This article was contributed by Water Conservation Program Manager Shawn Novack with the Water Resources Association of San Benito County.
The California Water Commission announced recently that the Pacheco Reservoir Expansion Project will be awarded $484.55 million under Proposition 1, the water bond approved by voters in 2014 to fund new dams and water storage projects in California. This grant represents the full amount that was requested by a partnership of the San Benito County Water District, Santa Clara Valley Water District, and Pacheco Pass Water District.
The grant will fund half of the total estimated cost of $969 million for expansion of the Pacheco Reservoir, a much-needed project that will improve the long-term water supply of the northern San Benito County region. Federal grant funding will also be applied for, and the remaining costs will be covered through local water sales over several decades.
“The District anticipates a 2.5 percent – 10 percent participation rate for San Benito County’s share of the project," said San Benito County Water District Manager Jeff Cattaneo.
The Pacheco Reservoir Expansion Project is a modern solution to the age-old challenge of providing a sustainable water supply for our expanding population, agricultural uses, and businesses. This project consists of building a 319-foot dam in order to expand the water storage capacity to approximately 140,000 acre-feet; as compared to the 6,000 acre-feet which the reservoir currently holds. Construction could begin within six years. This enormous additional water storage capacity will greatly mitigate the frequency and severity of water shortages, provide flood protection for disadvantaged communities, and protect and grow the native steelhead population.
“We’re very happy the proposal to expand Pacheco Reservoir was rated so highly by the commission," said Joe Tonascia, president of the San Benito County Water District Board of Directors. "The commission recognizes that the communities of San Benito County and Santa Clara County along with the entire state will benefit greatly from expanded water storage capacity.

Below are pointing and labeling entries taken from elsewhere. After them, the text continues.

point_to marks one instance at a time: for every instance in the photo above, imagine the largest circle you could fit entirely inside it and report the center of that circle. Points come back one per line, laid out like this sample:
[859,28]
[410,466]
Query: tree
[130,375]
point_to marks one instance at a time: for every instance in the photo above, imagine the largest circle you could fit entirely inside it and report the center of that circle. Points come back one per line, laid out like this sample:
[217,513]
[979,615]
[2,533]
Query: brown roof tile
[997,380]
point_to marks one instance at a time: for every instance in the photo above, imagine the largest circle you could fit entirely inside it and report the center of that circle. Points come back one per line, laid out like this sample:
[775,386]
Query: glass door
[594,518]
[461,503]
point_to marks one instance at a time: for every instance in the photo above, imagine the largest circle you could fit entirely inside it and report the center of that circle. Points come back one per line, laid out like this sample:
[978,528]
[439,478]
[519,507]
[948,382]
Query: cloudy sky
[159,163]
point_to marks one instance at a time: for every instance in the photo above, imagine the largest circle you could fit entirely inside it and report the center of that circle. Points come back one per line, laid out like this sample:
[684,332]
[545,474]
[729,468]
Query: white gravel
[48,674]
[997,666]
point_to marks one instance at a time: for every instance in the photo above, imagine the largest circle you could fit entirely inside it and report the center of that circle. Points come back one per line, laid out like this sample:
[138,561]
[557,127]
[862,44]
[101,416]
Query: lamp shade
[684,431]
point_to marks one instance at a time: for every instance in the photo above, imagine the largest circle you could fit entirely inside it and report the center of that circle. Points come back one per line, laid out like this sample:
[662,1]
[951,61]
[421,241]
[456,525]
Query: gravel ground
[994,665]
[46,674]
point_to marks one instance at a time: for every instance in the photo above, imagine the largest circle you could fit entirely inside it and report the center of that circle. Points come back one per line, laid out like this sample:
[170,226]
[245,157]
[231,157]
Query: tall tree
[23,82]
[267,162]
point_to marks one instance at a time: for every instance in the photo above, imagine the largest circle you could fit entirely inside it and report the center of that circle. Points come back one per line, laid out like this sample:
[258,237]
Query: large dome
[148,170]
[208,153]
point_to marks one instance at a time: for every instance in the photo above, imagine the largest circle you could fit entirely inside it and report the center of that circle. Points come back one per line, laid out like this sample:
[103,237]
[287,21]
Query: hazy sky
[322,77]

This is a major step in providing water supply reliability now and into the future.”
Among the expected benefits of the Pacheco Reservoir Expansion Project are the following:
- Increase reliability of imported water supplies to San Benito and Santa Clara counties
- Provide an emergency water supply to San Benito and Santa Clara counties
- Reduce flood risks for communities along Pacheco Creek and the Pajaro River as it flows through Watsonville
- Improve opportunities for water transfers through San Luis Reservoir
- Improve water quality, reducing taste and odor problems that result from seasonal algae blooms in San Luis Reservoir
- Increase suitable habitat in Pacheco Creek for the federally threatened South Central California Coast steelhead
- Develop water supplies for the environmental needs of wildlife refuges to support habitat management in the delta watershed
- Provide additional water for groundwater recharge
- Increase operational flexibility of water supplies at San Luis Reservoir
The San Benito County Water District works to preserve the economic and environmental health and well-being of San Benito County through the control, management, and conservation of waters, and the provision of water services in a practical, cost-effective, and responsible manner. The District is the Groundwater Sustainability Agency (GSA) for the County. It owns two surface water treatment plants in the Hollister Urban Area that deliver drinking water to Sunnyslope County Water District and the City of Hollister. The District also manages local and imported surface water through the San Benito River System and the San Felipe Distribution System. The San Felipe System delivers imported Central Valley Project (CVP) water to irrigation, municipal, and industrial customers. The drinking water that the District delivers to Sunnyslope County Water District and the City of Hollister ultimately becomes recycled water from the City of Hollister’s Reclamation Plant. This reclaimed water is then used for irrigation water by local farmers.